Writing a data management plan: file format migration
At some time during your research you may need to convert or migrate your data files from one format to another. This may be due to a new computer, new software, sharing with someone who has different software, working on a shared platform instead of your own PC, or simply in order to ensure that your data can be read and used in the future.
Some losses may occur when migrating from one file format to another. It is important for you to understand what is at risk for the type of data you are working with.
Potential risks for loss or corruption on conversion or migration to new media
- Word processed files: fonts, text formatting, headers, footers, footnotes, links to other documents.
- Numeric files: special characters (such as quotation marks), end of line returns, last characters in rows (due to row size limitations), last rows (due to row number limitations)
- Database files: as above but also relations between items in a table and between tables.
- Image files: loss of layers, colour fidelity, resolution, sound quality, and so on.
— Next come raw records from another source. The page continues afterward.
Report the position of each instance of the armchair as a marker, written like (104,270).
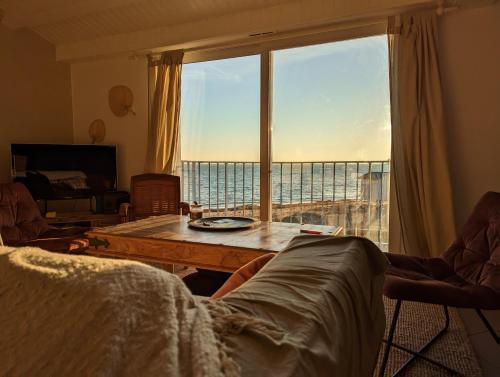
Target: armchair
(467,275)
(22,224)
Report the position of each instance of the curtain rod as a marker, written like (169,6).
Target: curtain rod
(440,7)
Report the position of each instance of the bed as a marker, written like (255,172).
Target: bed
(314,310)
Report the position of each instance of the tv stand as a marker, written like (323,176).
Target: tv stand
(86,219)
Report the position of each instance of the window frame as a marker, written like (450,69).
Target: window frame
(265,48)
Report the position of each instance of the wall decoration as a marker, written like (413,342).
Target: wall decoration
(121,100)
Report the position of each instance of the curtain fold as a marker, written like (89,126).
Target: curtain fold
(419,160)
(165,99)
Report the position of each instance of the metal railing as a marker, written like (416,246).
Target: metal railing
(354,194)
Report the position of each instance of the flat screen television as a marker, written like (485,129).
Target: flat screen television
(64,171)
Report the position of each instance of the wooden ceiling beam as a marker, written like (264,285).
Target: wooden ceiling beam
(32,13)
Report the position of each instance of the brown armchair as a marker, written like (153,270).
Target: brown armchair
(467,275)
(22,224)
(153,195)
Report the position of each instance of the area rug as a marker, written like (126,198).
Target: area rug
(419,322)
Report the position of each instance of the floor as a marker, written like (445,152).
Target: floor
(487,351)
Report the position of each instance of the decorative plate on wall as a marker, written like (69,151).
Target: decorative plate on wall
(121,100)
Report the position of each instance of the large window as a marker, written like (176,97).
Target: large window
(330,135)
(220,134)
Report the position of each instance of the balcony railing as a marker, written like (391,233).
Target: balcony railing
(354,194)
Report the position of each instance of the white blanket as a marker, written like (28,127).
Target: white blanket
(314,310)
(81,316)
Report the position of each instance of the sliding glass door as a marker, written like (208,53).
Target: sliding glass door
(330,121)
(220,135)
(331,136)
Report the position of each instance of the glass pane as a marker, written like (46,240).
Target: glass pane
(220,123)
(331,136)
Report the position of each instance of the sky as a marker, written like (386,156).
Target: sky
(330,102)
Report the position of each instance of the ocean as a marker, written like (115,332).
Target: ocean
(238,183)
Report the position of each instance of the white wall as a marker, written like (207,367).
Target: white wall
(35,104)
(91,82)
(470,67)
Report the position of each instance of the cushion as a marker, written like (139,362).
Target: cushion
(243,274)
(432,280)
(475,255)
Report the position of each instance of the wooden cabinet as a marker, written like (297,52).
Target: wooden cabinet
(94,220)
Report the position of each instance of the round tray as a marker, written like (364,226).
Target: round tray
(221,223)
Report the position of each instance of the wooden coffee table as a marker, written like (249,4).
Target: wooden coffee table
(168,240)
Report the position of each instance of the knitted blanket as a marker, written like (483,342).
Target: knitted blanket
(64,315)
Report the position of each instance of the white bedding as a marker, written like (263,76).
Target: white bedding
(67,315)
(314,310)
(325,296)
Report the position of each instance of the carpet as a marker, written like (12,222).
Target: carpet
(419,322)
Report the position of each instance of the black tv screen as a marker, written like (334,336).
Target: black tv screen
(59,171)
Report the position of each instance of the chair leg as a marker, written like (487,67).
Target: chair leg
(488,326)
(415,354)
(389,339)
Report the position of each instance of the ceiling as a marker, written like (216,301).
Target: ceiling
(83,29)
(69,21)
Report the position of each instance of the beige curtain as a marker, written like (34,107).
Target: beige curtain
(419,161)
(165,100)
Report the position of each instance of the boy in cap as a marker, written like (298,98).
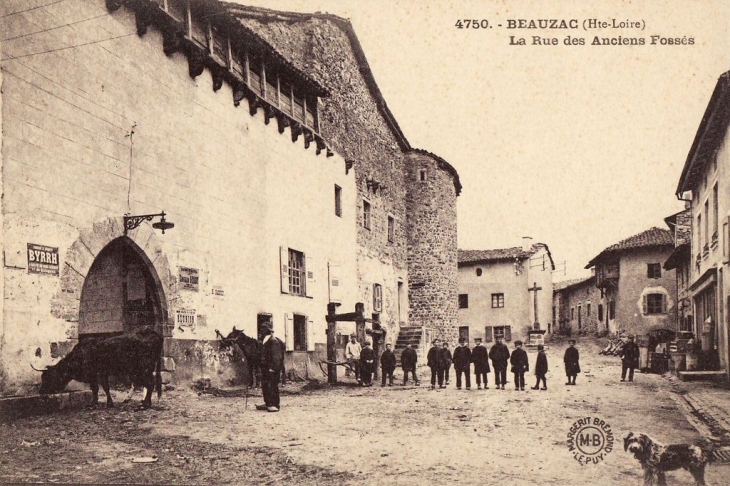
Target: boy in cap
(271,361)
(367,364)
(629,358)
(499,354)
(387,364)
(572,362)
(352,355)
(434,361)
(541,368)
(520,365)
(480,358)
(462,360)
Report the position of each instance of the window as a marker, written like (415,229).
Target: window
(338,201)
(654,304)
(297,273)
(300,332)
(497,301)
(653,270)
(463,301)
(377,297)
(366,214)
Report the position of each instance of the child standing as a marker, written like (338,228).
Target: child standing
(541,368)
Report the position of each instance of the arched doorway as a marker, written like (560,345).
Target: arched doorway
(121,292)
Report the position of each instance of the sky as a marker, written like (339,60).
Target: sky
(577,146)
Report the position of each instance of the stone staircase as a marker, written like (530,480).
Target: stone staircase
(407,337)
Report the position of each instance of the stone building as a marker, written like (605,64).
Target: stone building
(578,307)
(705,185)
(637,293)
(264,138)
(497,291)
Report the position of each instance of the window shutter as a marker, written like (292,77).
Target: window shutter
(309,269)
(289,332)
(310,334)
(334,282)
(284,255)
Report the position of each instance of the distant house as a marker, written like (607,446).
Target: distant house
(496,291)
(578,307)
(638,294)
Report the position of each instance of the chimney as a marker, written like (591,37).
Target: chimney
(526,243)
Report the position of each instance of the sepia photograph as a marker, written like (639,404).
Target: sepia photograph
(329,242)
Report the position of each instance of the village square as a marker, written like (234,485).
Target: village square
(225,262)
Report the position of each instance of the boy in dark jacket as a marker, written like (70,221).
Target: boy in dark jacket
(446,358)
(387,364)
(541,368)
(499,354)
(480,358)
(434,361)
(520,365)
(462,360)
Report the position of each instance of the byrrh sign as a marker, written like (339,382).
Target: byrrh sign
(42,259)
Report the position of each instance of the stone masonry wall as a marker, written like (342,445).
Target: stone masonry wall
(432,246)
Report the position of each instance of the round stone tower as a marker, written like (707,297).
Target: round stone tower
(432,186)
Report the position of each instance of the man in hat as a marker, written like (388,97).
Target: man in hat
(499,354)
(520,365)
(480,358)
(408,361)
(571,358)
(387,364)
(352,355)
(434,360)
(271,361)
(629,358)
(462,360)
(367,364)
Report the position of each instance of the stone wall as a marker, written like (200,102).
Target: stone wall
(432,246)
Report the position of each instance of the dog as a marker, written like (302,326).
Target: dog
(657,458)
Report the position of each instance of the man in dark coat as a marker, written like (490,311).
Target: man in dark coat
(387,364)
(446,359)
(520,365)
(408,361)
(572,362)
(272,359)
(480,358)
(435,362)
(629,358)
(541,368)
(499,354)
(462,360)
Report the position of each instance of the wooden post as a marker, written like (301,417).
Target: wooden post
(331,343)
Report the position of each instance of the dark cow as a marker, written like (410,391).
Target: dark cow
(251,349)
(134,356)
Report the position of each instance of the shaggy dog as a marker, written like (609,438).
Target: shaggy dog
(657,458)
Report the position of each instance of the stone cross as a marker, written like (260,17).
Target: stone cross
(535,288)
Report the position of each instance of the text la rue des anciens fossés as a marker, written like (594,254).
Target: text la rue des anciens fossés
(550,39)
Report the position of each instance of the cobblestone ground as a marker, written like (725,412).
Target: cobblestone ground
(349,435)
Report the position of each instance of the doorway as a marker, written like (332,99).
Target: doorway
(121,293)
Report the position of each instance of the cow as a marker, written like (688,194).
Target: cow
(135,356)
(251,349)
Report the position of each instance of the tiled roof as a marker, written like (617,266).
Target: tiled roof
(651,238)
(565,284)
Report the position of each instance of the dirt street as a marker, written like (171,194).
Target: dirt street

- Multimedia: as above, but attention to frame rates, codecs and wrappers is needed.
- File sizes may change and even become surprisingly large.
It is worth briefing yourself on the format you are converting from and to before you begin; at least look them up on the web.
Check the integrity of converted files as thoroughly as possible immediately afterwards, for example, by counting rows and columns, testing functionality, testing export, and so on. 'Eyeball' the data too.
A checksum algorithm tool can be used to compare the bits of a file copied from one media to another, but these won't work if the file format changes, or if comparing files on different computing platforms.